GIFTED: Rescue Into the Uncomfortable

Have you ever been caught out in a storm? It’s rather uncomfortable, isn’t it? It’s dark, the rain is coming down so hard that you can’t see a thing, the water is pooling up around your ankles, you’re cold and wet and starting to feel the sniffles coming on before you even get inside. Now, picture that happening on a small boat in the middle of a lake, and you’re picturing the situation the disciples were in in Mark 4. “A great windstorm arose, and the waves were breaking into the boat, so that the boat was already filling” (verse 37).

We have all felt that way in life, too. Whether we’ve lost our job, we’re overwhelmed in our current job, we’ve taken on too many responsibilities, whatever it might be, we have felt drenched and about to be flooded and overturned. God tends to put us in uncomfortable situations. He always has a purpose, but in the midst of the situations, we’re calling out, “God, please rescue us!” And although God never fails to rescue us, he does even that in uncomfortable ways.

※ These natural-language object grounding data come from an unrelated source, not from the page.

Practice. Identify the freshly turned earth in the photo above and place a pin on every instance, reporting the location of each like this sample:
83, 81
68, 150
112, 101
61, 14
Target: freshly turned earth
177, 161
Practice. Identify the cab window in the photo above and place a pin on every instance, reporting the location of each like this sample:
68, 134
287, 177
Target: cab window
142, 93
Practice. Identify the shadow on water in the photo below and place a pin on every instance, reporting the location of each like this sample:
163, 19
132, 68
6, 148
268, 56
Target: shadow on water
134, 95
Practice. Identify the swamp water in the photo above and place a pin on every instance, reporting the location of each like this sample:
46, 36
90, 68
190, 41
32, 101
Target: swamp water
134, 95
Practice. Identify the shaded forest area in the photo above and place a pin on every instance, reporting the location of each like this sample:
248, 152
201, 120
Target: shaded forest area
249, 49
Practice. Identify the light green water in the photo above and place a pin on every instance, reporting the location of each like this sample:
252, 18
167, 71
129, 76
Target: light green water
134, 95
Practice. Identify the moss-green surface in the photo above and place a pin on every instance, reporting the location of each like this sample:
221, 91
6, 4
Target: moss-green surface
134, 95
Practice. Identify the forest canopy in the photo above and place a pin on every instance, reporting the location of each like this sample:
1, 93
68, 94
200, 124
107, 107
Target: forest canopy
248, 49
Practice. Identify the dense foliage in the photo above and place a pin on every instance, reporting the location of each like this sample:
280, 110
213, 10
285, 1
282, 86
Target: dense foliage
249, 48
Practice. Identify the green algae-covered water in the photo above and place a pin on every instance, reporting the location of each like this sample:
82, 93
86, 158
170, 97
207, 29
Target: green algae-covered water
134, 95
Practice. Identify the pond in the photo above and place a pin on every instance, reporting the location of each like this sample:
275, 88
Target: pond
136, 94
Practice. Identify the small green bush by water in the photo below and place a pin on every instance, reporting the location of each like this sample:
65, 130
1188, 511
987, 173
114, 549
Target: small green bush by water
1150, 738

For example, in Mark 4:38-40, Jesus is in the boat that’s flooding… and he’s asleep. “They woke him and said to him, ‘Teacher, do you not care that we are perishing?’ And he awoke and rebuked the wind and said to the sea, ‘Peace! Be still!’ And the wind ceased, and there was a great calm. He said to them, ‘Why are you so afraid? Have you still no faith?’”

Now, I don’t know about you, but when I’m overwhelmed by something – be it professional or personal – I’m not terribly interested in hearing about my faith. I’m interested in riding out the storm and getting safely to shore. But Jesus doesn’t think like that. He is focused on what’s important, and in the end, that is our faith. He rescues us in uncomfortable ways to force us to focus on what’s important, and after we are rescued, he thrusts us into a new uncomfortable situation with our newfound faith. It’s a never-ending cycle, and that’s okay. That’s the way God intends it. We are not meant to be comfortable, but we are meant to have faith in the uncomfortable.